Counting WCB Full Evictions can provide the following tuning insight:
Such evictions are distinguished from evictions
due to aliasing conflicts. Subtracting WCB Full Evictions from the WCB
All Evictions event provides an indication of the more expensive form
of 64k aliasing. 64k aliasing can either occur between loads, leading
to conflicts in the 1st-level cache that incur delays to get data from
the 2nd-level cache, or they can occur between stores and other memory
references. The latter case causes WCB thrashing, and is indicated by
the result of subtracting WCB full evictions from all WCB evictions. If
the ratio of the resulting count to the number of retired instructions
is high, avoiding memory references that are a multiple of 64 KB apart
may boost performance.
Note that this count is still only an indication of a possible problem;
the hardware does not permit a definitive count..

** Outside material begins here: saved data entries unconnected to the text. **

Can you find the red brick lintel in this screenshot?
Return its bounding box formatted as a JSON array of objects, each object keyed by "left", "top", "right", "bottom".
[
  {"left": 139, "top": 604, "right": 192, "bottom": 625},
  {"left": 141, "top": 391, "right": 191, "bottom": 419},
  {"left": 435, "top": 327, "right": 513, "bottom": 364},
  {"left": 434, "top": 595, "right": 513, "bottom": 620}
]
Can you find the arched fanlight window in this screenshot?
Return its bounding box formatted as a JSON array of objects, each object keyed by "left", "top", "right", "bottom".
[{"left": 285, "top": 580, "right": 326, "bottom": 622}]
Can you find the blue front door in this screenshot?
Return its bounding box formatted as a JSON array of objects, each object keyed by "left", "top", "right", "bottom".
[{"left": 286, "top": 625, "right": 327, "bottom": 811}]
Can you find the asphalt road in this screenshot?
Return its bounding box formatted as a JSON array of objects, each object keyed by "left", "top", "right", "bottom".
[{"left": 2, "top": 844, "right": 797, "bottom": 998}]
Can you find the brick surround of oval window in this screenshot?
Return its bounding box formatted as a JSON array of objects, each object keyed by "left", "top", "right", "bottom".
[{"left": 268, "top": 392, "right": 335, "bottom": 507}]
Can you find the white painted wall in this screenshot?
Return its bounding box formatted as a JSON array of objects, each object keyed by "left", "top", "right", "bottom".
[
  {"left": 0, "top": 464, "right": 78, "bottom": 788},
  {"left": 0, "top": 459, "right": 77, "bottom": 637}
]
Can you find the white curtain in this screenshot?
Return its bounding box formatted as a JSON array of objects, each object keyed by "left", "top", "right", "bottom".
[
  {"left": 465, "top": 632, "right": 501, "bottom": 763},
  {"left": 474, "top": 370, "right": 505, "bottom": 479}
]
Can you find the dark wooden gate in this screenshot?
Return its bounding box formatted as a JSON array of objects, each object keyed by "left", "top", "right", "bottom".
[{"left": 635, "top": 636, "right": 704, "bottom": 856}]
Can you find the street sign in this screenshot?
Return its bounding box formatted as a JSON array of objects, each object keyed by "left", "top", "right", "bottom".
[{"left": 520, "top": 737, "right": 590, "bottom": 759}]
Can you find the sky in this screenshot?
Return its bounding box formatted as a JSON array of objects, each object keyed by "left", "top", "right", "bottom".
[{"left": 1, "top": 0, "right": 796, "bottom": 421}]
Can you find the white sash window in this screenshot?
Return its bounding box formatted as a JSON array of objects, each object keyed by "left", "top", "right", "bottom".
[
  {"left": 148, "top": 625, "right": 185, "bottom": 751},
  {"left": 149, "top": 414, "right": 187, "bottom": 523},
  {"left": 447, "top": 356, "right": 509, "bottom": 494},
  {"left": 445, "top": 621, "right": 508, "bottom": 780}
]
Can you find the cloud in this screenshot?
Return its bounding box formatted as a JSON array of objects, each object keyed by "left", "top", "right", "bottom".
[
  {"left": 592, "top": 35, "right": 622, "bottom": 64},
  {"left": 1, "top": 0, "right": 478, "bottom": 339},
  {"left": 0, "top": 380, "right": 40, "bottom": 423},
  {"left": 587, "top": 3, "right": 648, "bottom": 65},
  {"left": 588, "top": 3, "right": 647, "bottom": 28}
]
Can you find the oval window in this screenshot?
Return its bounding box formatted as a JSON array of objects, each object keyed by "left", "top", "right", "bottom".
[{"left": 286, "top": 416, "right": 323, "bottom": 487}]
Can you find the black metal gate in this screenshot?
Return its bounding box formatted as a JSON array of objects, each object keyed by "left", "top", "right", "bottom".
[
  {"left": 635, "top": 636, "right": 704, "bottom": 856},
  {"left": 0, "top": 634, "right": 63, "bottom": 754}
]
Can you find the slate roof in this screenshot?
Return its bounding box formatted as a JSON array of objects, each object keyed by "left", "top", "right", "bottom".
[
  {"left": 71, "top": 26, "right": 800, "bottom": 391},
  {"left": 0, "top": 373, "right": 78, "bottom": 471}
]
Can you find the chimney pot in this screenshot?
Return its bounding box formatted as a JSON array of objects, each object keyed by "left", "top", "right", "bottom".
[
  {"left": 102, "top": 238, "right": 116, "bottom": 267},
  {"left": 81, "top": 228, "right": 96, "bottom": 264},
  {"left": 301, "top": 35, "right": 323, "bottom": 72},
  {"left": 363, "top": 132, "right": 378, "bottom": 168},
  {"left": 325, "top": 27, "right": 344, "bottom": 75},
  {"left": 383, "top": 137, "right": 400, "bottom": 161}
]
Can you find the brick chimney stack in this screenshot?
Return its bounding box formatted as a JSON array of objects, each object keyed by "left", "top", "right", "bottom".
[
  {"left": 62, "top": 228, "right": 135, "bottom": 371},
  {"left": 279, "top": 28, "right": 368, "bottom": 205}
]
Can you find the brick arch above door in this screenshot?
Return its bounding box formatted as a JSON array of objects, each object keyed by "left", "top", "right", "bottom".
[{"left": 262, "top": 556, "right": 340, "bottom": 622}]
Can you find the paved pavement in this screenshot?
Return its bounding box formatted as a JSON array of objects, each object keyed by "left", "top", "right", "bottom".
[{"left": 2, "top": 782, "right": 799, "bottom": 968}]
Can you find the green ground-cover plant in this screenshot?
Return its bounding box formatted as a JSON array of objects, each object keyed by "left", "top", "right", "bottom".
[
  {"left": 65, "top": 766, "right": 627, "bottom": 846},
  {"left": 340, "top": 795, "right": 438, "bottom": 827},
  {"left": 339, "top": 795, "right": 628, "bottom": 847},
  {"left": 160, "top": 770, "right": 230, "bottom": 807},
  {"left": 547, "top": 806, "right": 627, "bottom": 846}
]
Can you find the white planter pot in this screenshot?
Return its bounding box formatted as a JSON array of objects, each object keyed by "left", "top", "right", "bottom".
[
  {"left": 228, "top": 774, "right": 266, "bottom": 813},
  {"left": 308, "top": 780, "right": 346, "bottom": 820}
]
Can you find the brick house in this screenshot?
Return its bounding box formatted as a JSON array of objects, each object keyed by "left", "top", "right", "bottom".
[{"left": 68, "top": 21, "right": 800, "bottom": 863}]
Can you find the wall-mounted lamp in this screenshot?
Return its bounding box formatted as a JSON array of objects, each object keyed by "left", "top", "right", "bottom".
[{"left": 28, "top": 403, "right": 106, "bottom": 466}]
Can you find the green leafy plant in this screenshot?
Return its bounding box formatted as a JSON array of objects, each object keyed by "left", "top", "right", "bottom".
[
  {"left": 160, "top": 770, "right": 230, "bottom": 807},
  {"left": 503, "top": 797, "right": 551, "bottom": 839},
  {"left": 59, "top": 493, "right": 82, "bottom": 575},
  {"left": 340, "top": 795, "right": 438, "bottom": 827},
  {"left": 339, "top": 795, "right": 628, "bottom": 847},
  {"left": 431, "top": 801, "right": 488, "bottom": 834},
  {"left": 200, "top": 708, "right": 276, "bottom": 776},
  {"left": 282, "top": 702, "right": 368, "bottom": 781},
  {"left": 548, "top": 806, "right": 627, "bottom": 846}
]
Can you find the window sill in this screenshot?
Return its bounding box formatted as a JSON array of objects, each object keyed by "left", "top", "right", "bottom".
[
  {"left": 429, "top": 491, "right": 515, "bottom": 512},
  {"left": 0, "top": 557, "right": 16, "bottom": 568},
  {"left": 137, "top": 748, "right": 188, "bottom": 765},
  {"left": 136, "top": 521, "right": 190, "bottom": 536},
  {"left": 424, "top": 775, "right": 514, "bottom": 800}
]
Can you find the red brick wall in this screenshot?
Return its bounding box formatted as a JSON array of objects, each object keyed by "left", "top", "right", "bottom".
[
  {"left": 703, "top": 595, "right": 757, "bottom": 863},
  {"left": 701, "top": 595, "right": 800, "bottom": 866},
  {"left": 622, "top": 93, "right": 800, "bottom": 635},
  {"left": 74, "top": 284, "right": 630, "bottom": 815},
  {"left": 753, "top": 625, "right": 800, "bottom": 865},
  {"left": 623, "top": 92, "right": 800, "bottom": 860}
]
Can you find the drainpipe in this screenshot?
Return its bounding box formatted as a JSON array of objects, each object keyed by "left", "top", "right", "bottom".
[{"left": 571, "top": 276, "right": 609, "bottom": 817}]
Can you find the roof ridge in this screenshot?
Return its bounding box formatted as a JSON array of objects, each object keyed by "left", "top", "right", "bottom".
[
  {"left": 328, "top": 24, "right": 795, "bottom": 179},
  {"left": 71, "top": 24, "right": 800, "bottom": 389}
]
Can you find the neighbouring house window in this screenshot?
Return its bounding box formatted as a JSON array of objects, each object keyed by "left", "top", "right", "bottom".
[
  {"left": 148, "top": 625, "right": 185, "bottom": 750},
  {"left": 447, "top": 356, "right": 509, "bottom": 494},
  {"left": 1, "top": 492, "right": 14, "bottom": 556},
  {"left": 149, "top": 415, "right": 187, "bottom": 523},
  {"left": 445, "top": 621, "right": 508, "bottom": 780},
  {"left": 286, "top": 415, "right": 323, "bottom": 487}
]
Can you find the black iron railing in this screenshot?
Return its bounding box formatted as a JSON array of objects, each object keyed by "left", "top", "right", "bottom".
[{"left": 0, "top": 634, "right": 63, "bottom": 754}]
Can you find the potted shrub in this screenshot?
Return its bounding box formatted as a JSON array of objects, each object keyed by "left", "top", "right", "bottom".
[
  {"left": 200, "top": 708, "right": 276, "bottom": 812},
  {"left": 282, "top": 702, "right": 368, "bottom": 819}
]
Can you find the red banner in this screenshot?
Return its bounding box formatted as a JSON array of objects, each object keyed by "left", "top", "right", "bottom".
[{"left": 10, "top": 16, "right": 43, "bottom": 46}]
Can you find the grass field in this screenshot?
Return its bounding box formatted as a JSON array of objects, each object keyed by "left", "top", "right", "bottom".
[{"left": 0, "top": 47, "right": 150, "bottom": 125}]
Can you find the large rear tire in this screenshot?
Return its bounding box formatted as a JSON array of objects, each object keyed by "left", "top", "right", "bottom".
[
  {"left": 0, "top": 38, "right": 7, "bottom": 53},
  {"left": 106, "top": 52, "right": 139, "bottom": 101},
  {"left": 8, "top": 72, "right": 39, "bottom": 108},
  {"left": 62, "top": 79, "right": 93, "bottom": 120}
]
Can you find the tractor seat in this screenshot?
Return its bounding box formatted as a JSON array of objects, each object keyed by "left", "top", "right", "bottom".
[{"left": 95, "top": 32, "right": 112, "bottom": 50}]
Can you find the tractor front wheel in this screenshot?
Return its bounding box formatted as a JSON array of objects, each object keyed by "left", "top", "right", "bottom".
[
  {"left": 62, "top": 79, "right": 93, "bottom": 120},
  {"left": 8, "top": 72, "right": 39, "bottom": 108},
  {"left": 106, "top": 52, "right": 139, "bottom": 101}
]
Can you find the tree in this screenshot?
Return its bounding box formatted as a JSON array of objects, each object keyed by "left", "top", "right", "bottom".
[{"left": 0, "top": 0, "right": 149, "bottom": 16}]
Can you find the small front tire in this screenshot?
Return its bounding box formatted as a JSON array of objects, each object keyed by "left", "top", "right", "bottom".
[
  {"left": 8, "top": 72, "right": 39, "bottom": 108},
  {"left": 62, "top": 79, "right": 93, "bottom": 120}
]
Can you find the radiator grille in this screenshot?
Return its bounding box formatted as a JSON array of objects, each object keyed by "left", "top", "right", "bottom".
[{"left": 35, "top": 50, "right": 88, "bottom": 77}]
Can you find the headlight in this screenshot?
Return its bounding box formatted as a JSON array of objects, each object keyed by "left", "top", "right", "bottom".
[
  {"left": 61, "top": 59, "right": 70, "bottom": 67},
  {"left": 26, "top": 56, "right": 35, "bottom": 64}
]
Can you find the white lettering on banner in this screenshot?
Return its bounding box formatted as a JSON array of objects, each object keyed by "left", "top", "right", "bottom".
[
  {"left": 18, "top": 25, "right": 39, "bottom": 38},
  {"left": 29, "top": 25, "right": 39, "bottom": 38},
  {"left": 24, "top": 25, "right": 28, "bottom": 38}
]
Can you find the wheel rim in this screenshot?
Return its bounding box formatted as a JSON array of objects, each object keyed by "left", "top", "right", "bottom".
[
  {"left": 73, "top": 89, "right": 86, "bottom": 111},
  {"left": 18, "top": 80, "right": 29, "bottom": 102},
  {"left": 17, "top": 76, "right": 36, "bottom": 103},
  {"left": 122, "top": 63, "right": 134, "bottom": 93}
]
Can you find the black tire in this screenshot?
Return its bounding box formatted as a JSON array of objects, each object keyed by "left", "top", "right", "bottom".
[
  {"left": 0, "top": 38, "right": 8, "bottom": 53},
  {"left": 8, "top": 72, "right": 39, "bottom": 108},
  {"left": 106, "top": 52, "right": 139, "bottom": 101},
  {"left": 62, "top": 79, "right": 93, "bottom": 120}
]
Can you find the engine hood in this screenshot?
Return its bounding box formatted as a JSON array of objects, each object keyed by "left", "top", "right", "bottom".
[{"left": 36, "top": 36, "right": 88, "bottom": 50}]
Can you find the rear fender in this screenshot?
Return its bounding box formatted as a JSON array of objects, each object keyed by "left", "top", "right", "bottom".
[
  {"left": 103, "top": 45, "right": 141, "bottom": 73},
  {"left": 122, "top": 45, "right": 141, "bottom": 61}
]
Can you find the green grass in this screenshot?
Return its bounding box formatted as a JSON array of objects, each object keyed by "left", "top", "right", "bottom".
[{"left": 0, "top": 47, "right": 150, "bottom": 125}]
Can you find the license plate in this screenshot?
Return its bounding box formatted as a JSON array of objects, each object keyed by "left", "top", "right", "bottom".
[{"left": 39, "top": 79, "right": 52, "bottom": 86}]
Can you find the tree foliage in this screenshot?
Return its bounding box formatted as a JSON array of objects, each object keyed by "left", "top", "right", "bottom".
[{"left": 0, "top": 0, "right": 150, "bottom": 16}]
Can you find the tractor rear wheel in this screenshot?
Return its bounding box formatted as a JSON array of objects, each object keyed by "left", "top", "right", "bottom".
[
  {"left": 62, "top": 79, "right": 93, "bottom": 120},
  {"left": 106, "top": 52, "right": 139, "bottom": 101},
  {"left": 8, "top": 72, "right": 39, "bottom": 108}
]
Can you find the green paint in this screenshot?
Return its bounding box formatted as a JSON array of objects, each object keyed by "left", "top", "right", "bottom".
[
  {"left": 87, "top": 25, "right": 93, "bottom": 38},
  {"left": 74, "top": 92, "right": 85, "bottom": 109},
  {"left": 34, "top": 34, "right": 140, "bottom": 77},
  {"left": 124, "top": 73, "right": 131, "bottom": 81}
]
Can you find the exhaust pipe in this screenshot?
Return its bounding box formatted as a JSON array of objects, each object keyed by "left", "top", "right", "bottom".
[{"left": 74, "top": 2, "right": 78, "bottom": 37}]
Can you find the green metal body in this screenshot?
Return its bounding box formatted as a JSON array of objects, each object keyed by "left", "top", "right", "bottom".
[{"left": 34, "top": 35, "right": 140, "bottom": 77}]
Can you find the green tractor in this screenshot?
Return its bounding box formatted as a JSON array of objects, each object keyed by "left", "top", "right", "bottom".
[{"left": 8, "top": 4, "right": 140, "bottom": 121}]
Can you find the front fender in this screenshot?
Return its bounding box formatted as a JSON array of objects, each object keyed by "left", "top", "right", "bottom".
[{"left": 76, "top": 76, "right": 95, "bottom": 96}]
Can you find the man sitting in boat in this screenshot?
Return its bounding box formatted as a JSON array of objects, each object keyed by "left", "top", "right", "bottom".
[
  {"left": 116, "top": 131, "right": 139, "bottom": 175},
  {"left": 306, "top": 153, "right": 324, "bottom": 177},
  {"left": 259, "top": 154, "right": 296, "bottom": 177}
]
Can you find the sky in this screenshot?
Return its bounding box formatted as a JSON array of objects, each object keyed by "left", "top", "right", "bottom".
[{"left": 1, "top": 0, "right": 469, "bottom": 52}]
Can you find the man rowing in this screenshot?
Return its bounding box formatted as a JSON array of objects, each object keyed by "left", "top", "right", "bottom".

For a sequence of stores, this event can sometimes
be used as an indication of how efficiently the WCBs are being used. WCBs
combine data from stores to a set of contiguous addresses (such as those
in the same cache line). But if an inner loop attempts to interleave stores
from more write streams than the number of WCBs then the WCBs will be
thrashed, and WCBs will have to be evicted before they are filled. In
writeback memory, this simply leads to slight delays as WCBs are deallocated
and allocated again. In
write combining memory and non-temporal stores, this leads to partial
writes, which make much less efficient use of the bus.
This problem can be detected by comparing the ratio of the number of
stores retired to WCB Full Evictions with the number of stores made to
each cache line. If this ratio of ratios is greater than one, WCBs may
not be being used for streaming as efficiently as possible. To fix this,
spread the write streams across several inner loops instead of one. This
type of optimization is called loop fission.
Note that since WCBs may be shared among logical processors, the number
of WCB Full Evictions may increase when using Hyper-Threading technology.